Here's a hypothetical situation: your tried-and-true TS system fires off a buy
signal on a stock that's quoted 43 1/4 x 5/16. There are 500 shares offered at
5/16. Level II shows 1 market maker at 5/16 offering the 500, and 2 mm's
bidding 1500 shares total at 1/4. There are 10 mm's offering 25000 shares at
3/8, a fact that's invisible to Level I quotes. Do you buy at 5/16 according
to your system, or wait to see if the buying will clear the shares at 3/8?
Your answer will probably tell you if you'd benefit from Level II quotes.

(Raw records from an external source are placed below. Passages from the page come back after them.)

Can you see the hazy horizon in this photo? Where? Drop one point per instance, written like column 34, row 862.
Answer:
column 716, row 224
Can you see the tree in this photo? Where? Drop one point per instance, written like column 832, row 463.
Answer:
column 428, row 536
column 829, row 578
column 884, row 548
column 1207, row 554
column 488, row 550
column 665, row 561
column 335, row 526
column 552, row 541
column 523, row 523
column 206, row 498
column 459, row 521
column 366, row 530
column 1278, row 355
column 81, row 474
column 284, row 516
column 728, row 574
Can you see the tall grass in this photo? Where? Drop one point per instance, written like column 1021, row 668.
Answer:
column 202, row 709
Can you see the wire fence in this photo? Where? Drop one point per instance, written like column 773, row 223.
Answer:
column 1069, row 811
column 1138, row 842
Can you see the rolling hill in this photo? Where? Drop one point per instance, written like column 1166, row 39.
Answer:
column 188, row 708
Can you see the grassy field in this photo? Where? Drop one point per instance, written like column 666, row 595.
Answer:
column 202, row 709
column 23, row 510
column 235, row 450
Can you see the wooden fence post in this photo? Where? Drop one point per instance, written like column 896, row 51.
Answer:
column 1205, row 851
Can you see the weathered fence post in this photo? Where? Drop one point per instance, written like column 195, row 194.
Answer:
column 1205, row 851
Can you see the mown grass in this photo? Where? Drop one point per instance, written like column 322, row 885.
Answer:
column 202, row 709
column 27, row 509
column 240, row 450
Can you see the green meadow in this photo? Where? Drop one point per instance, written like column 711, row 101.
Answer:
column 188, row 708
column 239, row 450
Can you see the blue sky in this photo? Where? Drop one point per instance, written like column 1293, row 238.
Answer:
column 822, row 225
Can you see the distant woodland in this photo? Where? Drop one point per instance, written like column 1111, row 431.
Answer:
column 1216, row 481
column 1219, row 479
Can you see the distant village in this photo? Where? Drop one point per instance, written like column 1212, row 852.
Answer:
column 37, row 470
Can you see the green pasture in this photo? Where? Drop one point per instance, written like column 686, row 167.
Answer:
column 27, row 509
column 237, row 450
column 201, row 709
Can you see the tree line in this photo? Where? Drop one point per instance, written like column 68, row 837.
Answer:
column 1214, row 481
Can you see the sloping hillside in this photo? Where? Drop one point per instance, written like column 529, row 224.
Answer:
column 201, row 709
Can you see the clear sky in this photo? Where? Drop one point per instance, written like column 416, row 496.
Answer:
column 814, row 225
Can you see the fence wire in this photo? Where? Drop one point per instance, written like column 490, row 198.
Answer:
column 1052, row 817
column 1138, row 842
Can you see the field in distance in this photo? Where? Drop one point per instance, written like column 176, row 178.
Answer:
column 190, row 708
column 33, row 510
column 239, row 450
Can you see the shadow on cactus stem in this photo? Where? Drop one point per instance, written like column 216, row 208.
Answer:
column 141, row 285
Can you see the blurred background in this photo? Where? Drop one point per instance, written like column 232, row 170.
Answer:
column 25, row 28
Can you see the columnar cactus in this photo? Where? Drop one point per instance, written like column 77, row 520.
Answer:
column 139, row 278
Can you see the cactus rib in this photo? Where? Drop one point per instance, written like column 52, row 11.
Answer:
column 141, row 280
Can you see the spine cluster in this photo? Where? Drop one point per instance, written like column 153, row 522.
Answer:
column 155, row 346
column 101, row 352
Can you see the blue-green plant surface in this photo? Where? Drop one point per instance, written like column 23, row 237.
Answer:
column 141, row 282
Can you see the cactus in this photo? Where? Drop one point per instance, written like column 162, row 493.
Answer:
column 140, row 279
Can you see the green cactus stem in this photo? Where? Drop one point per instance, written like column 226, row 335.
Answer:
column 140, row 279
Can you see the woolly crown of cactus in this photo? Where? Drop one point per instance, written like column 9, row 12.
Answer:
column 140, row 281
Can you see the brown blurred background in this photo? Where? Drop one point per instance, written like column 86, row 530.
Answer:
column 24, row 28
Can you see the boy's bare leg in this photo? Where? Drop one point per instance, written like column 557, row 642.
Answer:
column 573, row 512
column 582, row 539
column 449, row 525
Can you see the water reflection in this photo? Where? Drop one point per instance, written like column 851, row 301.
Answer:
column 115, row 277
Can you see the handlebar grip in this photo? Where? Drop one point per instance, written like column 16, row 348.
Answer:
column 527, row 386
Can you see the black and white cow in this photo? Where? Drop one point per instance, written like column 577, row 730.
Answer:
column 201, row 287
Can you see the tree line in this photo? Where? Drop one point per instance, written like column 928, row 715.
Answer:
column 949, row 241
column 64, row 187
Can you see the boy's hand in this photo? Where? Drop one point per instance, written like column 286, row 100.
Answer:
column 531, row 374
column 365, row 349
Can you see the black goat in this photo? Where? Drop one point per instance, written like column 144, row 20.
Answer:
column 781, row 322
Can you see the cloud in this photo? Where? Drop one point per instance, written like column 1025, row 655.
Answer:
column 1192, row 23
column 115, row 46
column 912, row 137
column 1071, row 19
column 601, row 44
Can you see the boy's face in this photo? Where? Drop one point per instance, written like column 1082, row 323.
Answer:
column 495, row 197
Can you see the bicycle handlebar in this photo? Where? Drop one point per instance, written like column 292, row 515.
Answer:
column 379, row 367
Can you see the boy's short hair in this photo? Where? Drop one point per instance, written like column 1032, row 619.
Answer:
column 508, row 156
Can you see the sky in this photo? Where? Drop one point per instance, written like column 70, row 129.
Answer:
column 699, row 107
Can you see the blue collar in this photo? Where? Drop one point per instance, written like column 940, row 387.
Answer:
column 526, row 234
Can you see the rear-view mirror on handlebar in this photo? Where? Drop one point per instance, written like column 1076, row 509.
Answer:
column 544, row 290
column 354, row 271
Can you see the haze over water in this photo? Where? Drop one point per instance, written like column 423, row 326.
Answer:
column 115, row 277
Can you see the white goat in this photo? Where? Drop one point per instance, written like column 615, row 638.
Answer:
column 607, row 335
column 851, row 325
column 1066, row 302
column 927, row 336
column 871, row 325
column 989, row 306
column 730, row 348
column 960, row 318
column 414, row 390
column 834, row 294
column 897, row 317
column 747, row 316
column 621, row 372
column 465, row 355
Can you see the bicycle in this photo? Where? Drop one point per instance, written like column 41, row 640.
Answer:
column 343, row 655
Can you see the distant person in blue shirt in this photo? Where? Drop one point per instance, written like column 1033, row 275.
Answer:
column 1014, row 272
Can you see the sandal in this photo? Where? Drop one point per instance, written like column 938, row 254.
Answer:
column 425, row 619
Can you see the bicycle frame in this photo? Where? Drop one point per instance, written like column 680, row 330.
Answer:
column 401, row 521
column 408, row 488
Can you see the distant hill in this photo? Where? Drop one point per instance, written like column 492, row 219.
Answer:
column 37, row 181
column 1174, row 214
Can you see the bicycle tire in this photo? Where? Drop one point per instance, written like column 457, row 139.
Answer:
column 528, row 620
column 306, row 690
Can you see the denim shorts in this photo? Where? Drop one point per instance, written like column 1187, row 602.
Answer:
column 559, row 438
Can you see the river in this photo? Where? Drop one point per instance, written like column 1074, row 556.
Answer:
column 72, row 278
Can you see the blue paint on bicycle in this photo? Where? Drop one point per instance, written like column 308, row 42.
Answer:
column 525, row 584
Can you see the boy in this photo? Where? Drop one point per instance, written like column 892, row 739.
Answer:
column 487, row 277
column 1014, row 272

In a message dated 11/4/98 6:20:43 PM, robertwc@xxxxxxxxxxxxxxxxxx writes:
> I'm incline to initially agree with Brian here but I still do not know
> enough to disagree with Shawn.
> The obvious negative would be the cost of level 2 verses level 1.
> Commissions are ruffly twice for level 2 and the quote system fees not
> depending on locking yourself in to x amount of trades to get the free
> services is more than twice that of level 1. So you start out with a higher
> fix overhead which demands more trades which presents more opportunity for
> loss. The thinking of the public and what is advertised is the advantage of
> level 2 because of seeing the inside MM. I would agree if this takes away
> the need to be a good trader and depend only on your advantage like a pit
> broker can in the futures pits. If trading ability is required then I would
> say level 1 is the better way to go. Any comments from those you have done
> both might put some more input on this discussion.